Who is standing up for our city?

Dunedin residents need to fight for the city's Hillside Workshops, Labour's Dunedin South MP Clare Curran says.

When KiwiRail announced about 40 skilled workers would be made redundant from Hillside last week it was a kick in the guts for Dunedin in more ways than one.

Forty skilled jobs, 40 families, 40 incomes paying tax lost. Forty possible extra additions to the dole queue. How does that make sense?

KiwiRail won't guarantee the future of the workshops. Instead it has clearly signalled there is no future for a rail engineering model that's about building and refurbishing our rolling stock.

Any jobs that remain will be maintenance and repair. Maybe not in Dunedin.

Those workers will either try to find other work, or head offshore. Hillside will likely close as early as next year.

Australian recruitment firms have recently been in Dunedin scouting for rail engineering talent.

Australia is investing in rail. Meanwhile, skilled jobs are being lost here because this Government won't invest in the local economy. That's the hard reality. Its decision not to invest is ideological, not economic.

When the Government said in the recent Budget 170,000 jobs would be created in four years, you would have thought they'd done a few calculations about where and how. Put on the spot in the Commerce Select Committee last week, Acting Minister for Economic Development David Carter said no analysis had been done on to which sectors those jobs would come.

Dunedin has been lied to.

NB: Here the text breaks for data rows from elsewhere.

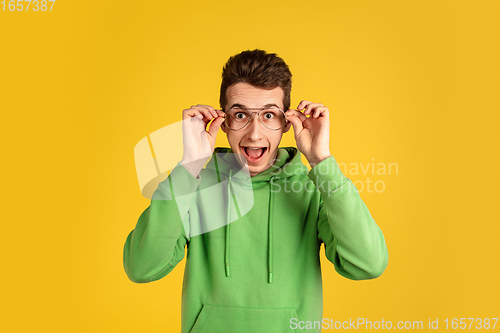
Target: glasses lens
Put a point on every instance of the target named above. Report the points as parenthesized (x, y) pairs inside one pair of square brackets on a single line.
[(237, 118), (272, 118)]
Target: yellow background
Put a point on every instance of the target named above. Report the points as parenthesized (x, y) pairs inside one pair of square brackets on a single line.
[(413, 83)]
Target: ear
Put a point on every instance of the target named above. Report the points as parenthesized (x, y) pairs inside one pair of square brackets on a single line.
[(287, 126)]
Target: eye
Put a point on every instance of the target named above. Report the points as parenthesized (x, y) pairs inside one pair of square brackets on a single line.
[(268, 115)]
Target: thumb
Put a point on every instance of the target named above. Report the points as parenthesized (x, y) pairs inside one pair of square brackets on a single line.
[(214, 126), (296, 123)]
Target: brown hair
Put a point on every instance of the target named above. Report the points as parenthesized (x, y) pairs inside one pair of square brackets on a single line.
[(260, 69)]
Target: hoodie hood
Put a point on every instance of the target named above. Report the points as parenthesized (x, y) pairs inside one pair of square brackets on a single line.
[(288, 163)]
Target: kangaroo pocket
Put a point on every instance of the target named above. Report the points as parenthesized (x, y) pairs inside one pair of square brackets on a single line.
[(227, 319)]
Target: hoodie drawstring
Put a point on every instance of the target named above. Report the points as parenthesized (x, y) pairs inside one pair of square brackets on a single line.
[(229, 194), (270, 233)]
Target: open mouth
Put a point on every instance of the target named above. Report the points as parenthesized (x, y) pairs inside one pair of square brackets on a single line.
[(254, 154)]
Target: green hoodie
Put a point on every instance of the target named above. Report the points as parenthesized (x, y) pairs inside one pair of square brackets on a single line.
[(253, 242)]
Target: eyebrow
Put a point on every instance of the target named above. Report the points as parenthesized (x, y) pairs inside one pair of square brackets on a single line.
[(238, 105)]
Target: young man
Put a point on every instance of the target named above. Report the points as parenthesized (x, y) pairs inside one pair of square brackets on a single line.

Transport Minister Steven Joyce said last Thursday KiwiRail must be able to operate without political interference, despite promising last May there would be plenty of jobs for Hillside workers.

This directly contradicts KiwiRail CEO Jim Quinn, who has consistently said he has to take a narrow commercial focus because of government policy. Someone's being disingenuous.

What's also disingenuous is the way the local National Party list MP has made sympathetic noises in his own patch, but is ineffectual at getting heard in Wellington. He is silent on this issue.

It makes a mockery of the attempts for more than 18 months by a group of about a dozen people from widely disparate backgrounds - MPs from across the spectrum, the Chamber of Commerce, the DCC, the rail union - who regularly meet to build a case for our rail manufacturing capacity.

Hillside is part of a cluster of about 70 engineering companies. With Hillside gone they will struggle and be depleted. These are skilled jobs. They can't and won't be replaced in this town.

The demise of Hillside is the direct consequence of KiwiRail not being allowed to bid for at least part of the $500 million for the electrification of the Auckland rail network, despite a comprehensive Berl economic case backing a local build.

KiwiRail sending the job for 300 new container flat top wagons to China North Rail last December was another nail in the coffin. It's now pretty clear the other 2300 wagons will be built overseas too - no doubt in China.

If reports are true that KiwiRail's and Mr Joyce's claims are fictional of a 25% difference in the bidding price between Hillside's and China North Rail's price on the flat deck wagons, then this is not just a local tragedy but a national scandal.

Reports from reputable sources are that the real price difference was closer to 15%, perhaps even less, and included an overhead of about 7% to cover KiwiRail's head office administrative costs, including executive salaries.

It doesn't sound right to me. But if true then there's been some convenient bookwork to make the price difference look a lot bigger. Let's have an independent review of the contract process so the public can be reassured.

I'm pleased the Dunedin City Council has produced a snapshot for the city's economic future. I hope it's not a document that sits on a shelf, but a living plan. I hope the city council considers the city's MPs to be key stakeholders in that process, because it's time the city's leaders and thinkers got together and committed to taking charge of our future. What industries do we propose to get behind and back?

How are we going to do that? When? I'd like to see our local business leaders, operators, our innovators and our city representatives step up and work together on taking charge of our own future.

A few months ago, when 10,000 Dunedinites got out on the streets and told the Government not to mess with our local health system by taking away neurosurgeons from our town, the Government backed off.

No-one else is going to stand up for us right now unless we do it ourselves.

I want to stand up for Dunedin. But we all need to stand together.